Cheryl Rice, R.N., prepares the da Vinci robot for Nathan's surgery, April 7, 2017. (OHSU/Kristyna Wentz-Graff)

With this finding, the Garcia’s were immediately connected with Seideman, an assistant professor of urology at OHSU Doernbecher, OHSU School of Medicine. She managed Nathan’s care plan remotely until the family made their way back to Portland for surgery. Seideman performed the procedure, with a little help from a robot.

While a traditional open surgery would require a prolonged recovery time and leave extensive scarring across the entire abdomen, a robotic-assisted procedure – which requires only three small incisions -  limits scarring and length of stay.

“As an otherwise healthy teenager, Nathan was the perfect candidate for robotic surgery,” said Seideman, one of a handful of pediatric urology surgeons across the region able to offer such a procedure. “It is thrilling to know that we’ll not only be able to cure Nathan of his condition, but that we’ll do it with limited scarring and a shorter recovery time.”

Casey Seideman, M.D. operates roughly 30 paces from where Nathan lies on the operating table, using the da Vinci Surgical System, April 7, 2017. (OHSU/Kristyna Wentz-Graff)

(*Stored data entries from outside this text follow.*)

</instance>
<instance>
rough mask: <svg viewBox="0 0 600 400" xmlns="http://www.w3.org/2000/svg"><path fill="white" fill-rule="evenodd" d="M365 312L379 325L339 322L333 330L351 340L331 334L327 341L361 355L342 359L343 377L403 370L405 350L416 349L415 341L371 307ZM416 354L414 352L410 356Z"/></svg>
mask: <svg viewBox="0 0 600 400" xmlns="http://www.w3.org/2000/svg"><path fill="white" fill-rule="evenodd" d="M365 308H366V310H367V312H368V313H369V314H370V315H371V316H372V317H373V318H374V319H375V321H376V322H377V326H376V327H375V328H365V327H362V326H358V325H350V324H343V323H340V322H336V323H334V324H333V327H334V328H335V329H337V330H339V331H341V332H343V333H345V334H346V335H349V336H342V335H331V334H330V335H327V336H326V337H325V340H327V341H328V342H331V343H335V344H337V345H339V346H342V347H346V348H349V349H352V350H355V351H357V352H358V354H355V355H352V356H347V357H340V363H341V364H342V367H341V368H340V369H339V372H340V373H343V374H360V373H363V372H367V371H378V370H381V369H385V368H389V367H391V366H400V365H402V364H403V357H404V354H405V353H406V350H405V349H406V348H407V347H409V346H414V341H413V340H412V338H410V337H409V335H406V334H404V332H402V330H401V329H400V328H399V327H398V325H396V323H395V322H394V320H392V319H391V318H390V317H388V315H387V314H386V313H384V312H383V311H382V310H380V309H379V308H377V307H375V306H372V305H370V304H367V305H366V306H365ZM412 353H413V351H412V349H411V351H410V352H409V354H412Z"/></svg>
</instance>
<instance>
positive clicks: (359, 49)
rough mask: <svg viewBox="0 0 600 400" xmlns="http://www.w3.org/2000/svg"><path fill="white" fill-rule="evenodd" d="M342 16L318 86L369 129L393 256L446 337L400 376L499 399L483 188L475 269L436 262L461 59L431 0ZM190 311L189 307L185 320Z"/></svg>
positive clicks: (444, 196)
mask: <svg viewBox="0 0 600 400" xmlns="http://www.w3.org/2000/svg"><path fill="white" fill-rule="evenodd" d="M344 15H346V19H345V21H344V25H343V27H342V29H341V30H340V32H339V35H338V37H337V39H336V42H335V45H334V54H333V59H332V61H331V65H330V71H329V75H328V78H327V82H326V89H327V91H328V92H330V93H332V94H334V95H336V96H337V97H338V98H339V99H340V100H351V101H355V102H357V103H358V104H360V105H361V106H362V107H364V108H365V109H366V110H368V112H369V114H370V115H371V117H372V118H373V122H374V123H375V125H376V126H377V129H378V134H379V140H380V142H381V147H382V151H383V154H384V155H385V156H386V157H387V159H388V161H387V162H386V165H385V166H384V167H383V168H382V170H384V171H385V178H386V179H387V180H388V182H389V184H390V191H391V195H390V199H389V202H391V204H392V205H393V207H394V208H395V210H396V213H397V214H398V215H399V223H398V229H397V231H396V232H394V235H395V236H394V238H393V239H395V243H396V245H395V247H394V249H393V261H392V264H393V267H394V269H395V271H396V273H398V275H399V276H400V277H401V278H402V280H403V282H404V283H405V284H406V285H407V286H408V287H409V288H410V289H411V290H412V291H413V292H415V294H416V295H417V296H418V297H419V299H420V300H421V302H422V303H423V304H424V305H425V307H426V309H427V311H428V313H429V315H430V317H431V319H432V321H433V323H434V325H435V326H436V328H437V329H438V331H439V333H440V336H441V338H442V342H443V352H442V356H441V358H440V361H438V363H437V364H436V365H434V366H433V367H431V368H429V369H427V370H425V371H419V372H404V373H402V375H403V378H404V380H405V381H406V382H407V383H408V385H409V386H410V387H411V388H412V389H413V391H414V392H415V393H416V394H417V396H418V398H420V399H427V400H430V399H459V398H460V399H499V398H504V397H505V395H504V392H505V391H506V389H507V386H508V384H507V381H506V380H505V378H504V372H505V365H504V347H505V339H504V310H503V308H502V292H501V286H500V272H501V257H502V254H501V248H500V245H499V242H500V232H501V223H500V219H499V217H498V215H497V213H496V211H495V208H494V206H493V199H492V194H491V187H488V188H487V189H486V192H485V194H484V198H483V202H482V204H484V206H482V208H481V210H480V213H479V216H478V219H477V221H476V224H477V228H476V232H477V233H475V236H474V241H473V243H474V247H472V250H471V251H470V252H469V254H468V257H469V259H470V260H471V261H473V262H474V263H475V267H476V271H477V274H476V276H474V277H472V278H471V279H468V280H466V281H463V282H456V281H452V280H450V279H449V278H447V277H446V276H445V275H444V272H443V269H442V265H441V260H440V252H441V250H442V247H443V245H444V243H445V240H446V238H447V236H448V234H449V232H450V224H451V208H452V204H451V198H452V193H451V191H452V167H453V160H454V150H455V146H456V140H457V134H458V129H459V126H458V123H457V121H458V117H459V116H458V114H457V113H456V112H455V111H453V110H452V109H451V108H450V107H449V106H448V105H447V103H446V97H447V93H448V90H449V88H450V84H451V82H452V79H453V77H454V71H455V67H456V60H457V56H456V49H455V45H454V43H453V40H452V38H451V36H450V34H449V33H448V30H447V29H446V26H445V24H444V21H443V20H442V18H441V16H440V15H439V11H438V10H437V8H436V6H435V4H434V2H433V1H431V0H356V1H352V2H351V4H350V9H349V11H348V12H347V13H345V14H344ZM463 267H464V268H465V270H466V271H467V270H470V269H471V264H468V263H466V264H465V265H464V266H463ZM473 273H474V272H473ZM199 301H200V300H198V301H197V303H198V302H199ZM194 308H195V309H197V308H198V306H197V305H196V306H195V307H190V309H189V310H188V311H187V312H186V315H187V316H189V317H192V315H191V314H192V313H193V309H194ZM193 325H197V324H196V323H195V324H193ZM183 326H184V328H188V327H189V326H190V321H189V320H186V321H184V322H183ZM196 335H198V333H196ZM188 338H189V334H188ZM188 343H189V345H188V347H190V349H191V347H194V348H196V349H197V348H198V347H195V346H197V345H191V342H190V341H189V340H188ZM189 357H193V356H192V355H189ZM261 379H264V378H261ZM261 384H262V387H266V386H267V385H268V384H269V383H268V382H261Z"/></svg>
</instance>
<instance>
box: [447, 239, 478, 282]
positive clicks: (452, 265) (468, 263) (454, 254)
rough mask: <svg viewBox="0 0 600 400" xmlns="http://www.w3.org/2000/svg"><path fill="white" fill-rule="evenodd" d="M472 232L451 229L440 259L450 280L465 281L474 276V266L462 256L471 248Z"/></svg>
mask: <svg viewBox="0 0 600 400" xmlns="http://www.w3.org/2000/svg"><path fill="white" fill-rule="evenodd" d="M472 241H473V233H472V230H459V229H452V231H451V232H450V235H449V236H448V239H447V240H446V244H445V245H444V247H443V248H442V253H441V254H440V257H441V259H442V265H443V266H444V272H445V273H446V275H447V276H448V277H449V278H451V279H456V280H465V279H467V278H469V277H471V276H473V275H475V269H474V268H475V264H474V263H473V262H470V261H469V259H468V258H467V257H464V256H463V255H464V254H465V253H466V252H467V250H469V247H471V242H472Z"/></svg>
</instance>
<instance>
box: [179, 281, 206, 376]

On operation day, after manually making the incisions in Nathan’s abdomen, Seideman walked to the north corner of the operating room and took a seat at a da Vinci surgical system, roughly 30 paces from Nathan’s operating table. As two robotic arms and a tiny camera called a laparoscope were placed inside the incisions, Seideman lowered her eyes to the system’s console, lightly gripped the handles, and, as if she were playing an interactive video game, skillfully began to guide the robot’s arms as they carefully removed Nathan’s cyst. Four hours later, the procedure was complete and Nathan was in recovery, his family by his side.

“I thought it was kind of cool,” said Nathan recalling the moment Seideman suggested a robotic procedure. “I was a little nervous, but was excited about not having to be here [in the hospital] for a long time after the surgery.” Within hours of completing surgery, Nathan was up and walking around his hospital room with limited pain. After just one night’s stay at OHSU Doernbecher, he was on his way home.

This past spring, the Garcia family returned to OHSU so Nathan could test his skills with a robotic simulator, akin to the technology Seideman used in the operating room. Nathan jumped right in, easily completing virtual tasks intended for surgical resident training.

“He’s definitely got a career in robotic surgery,” Seideman joked.

With no signs of abdominal pain since the surgery, the Garcias are finally able to breathe a sigh of relief.

“Nathan recently reminded me that I’ll never again have to ask him if he is feeling the pain,” Holly said with tears in her eyes. “It’s a blessing.”